Role of facile synthesized V2O5 as hole transport layer for CdS/CdTe heterojunction solar cell: Validation of simulation using experimental data

This article presents the role of Vanadium Pentoxide (V2O5) as electron blocking-hole transport layer (EB-HTL) in Cadmium Sulfide (CdS) and Cadmium Telluride (CdTe) based heterojunction solar cells using simulation employing experimental data. Noble solvents Thiolamine and methanol with diethaylamine were used to synthesis of CdS and V2O5 respectively using sol-gel method. At first, the optical and electrical properties of CdS, V2O5 spin coated thin films deposited on glass substrate were investigated experimentally. Then, these experimental data of optical and electrical properties were used to simulate FTO/CdS/CdTe/Al and FTO/CdS/CdTe/V2O5/Al heterojunction solar cells. The simulation was carried out using SCAPS-1D simulator, where data of CdTe absorber layer were taken from reported work. Simulations were performed at a range of concentration, thickness, defect density and temperature to conjecture the better cell efficiency and efficacy of V2O5 as EB-HTL. At carrier concentration of 1 x 10(17) cm(-3), 1 x 10(16) cm(-3) and 1 x 10(18) cm(-3) for CdS, CdTe and V2O5 respectively, the optimum thickness was found to be 0.100 mu m, 1.00 mu m and 0.100 mu m for the corresponding material layers respectively with interface defect density (donor and acceptor) of 2.5 x 10(17) cm(3) at a junction temperature of 300 degrees C (573 K).

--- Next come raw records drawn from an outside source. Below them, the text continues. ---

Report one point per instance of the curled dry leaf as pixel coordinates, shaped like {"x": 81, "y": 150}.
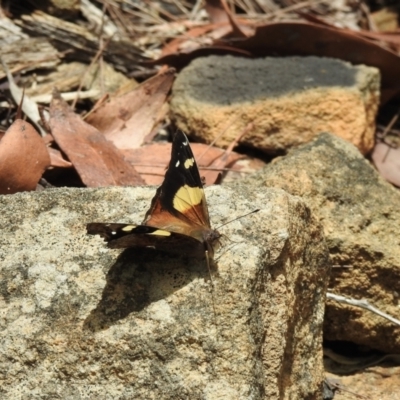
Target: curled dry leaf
{"x": 23, "y": 158}
{"x": 302, "y": 39}
{"x": 57, "y": 160}
{"x": 126, "y": 120}
{"x": 387, "y": 161}
{"x": 219, "y": 11}
{"x": 153, "y": 171}
{"x": 97, "y": 161}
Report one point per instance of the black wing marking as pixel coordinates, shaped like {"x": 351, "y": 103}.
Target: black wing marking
{"x": 181, "y": 194}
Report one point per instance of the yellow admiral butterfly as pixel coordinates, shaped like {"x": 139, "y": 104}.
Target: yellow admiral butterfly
{"x": 177, "y": 221}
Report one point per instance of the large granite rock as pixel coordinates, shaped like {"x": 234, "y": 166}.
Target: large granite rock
{"x": 79, "y": 320}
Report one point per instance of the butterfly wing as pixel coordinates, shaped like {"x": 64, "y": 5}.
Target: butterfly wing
{"x": 180, "y": 200}
{"x": 121, "y": 236}
{"x": 178, "y": 220}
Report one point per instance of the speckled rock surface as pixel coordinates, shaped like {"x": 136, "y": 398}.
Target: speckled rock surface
{"x": 360, "y": 214}
{"x": 79, "y": 320}
{"x": 288, "y": 101}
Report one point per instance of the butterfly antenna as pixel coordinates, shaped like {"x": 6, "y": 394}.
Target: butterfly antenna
{"x": 212, "y": 292}
{"x": 244, "y": 215}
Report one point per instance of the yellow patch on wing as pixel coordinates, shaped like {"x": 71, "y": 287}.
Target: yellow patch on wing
{"x": 160, "y": 232}
{"x": 186, "y": 197}
{"x": 128, "y": 228}
{"x": 189, "y": 163}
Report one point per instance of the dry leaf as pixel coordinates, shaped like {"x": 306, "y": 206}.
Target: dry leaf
{"x": 97, "y": 161}
{"x": 128, "y": 119}
{"x": 57, "y": 160}
{"x": 23, "y": 158}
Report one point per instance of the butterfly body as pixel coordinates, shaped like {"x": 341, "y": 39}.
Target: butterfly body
{"x": 177, "y": 221}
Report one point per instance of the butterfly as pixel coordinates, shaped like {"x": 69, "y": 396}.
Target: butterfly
{"x": 178, "y": 220}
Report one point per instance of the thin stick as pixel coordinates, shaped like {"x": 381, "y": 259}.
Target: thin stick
{"x": 212, "y": 291}
{"x": 362, "y": 304}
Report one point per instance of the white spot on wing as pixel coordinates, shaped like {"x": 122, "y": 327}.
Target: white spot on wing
{"x": 189, "y": 163}
{"x": 160, "y": 232}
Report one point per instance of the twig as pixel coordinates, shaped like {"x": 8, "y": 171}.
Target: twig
{"x": 362, "y": 304}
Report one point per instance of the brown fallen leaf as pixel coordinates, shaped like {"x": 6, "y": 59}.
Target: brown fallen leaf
{"x": 387, "y": 161}
{"x": 219, "y": 12}
{"x": 23, "y": 158}
{"x": 128, "y": 119}
{"x": 221, "y": 162}
{"x": 97, "y": 161}
{"x": 153, "y": 172}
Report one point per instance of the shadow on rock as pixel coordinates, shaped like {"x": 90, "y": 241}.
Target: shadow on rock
{"x": 138, "y": 278}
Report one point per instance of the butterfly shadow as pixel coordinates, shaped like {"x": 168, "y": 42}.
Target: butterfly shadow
{"x": 138, "y": 278}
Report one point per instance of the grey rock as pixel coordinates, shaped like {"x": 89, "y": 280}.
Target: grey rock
{"x": 287, "y": 100}
{"x": 79, "y": 320}
{"x": 360, "y": 215}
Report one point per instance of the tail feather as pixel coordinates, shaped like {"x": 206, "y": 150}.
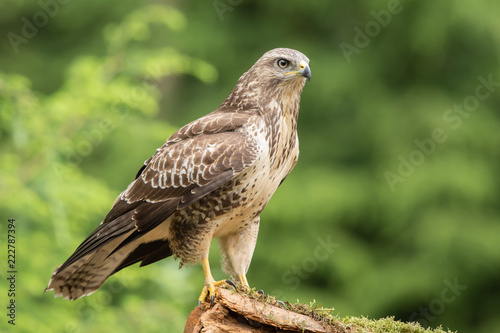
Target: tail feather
{"x": 86, "y": 274}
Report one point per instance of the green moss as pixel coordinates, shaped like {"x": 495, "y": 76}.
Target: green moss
{"x": 346, "y": 324}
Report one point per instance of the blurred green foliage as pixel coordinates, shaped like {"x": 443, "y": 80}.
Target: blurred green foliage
{"x": 382, "y": 216}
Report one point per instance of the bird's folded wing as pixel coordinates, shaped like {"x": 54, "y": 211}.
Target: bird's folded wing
{"x": 199, "y": 158}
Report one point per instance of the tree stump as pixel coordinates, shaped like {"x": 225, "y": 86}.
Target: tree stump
{"x": 234, "y": 312}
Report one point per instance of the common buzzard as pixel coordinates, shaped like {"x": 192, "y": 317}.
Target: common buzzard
{"x": 211, "y": 179}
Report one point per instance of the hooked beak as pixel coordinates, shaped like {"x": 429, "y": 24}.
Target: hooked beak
{"x": 304, "y": 71}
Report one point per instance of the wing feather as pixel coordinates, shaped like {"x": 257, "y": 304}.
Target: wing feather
{"x": 196, "y": 160}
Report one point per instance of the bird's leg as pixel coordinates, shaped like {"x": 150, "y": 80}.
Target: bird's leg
{"x": 210, "y": 283}
{"x": 243, "y": 280}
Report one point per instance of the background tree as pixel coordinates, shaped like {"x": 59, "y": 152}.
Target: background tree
{"x": 393, "y": 208}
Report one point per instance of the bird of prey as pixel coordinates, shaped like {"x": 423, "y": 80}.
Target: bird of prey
{"x": 211, "y": 179}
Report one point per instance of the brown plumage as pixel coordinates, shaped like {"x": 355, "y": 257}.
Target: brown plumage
{"x": 211, "y": 179}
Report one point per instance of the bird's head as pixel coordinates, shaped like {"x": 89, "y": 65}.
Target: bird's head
{"x": 282, "y": 66}
{"x": 279, "y": 73}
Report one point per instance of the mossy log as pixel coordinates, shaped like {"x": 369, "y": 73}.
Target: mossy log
{"x": 247, "y": 311}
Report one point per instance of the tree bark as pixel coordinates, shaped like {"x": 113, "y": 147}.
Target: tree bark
{"x": 233, "y": 312}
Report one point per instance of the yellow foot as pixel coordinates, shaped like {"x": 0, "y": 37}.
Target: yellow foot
{"x": 209, "y": 290}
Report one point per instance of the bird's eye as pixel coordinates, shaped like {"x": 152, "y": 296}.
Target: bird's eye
{"x": 282, "y": 63}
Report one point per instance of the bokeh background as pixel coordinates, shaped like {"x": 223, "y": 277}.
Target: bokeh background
{"x": 392, "y": 210}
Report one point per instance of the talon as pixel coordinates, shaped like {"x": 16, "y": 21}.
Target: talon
{"x": 232, "y": 284}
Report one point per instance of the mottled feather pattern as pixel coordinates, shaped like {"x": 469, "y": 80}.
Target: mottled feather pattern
{"x": 212, "y": 178}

Simulation results reveal that, the designed FTO/CdS/CdTe/V2O5/Al heterojunction solar cell shows the highest efficiency of 23.50% with enhanced open circuit voltage of 0.708 V, current density of 44.41 mA/cm(2), fill factor of 75% compared to those of FTO/ CdS/CdTe/Al heterostructure (without EB-HTL) counterparts. Therefore, it can be envisage that, solution processed V2O5 as EB-HTL is a potential and flair material for CdS/CdTe heterojunction solar cells.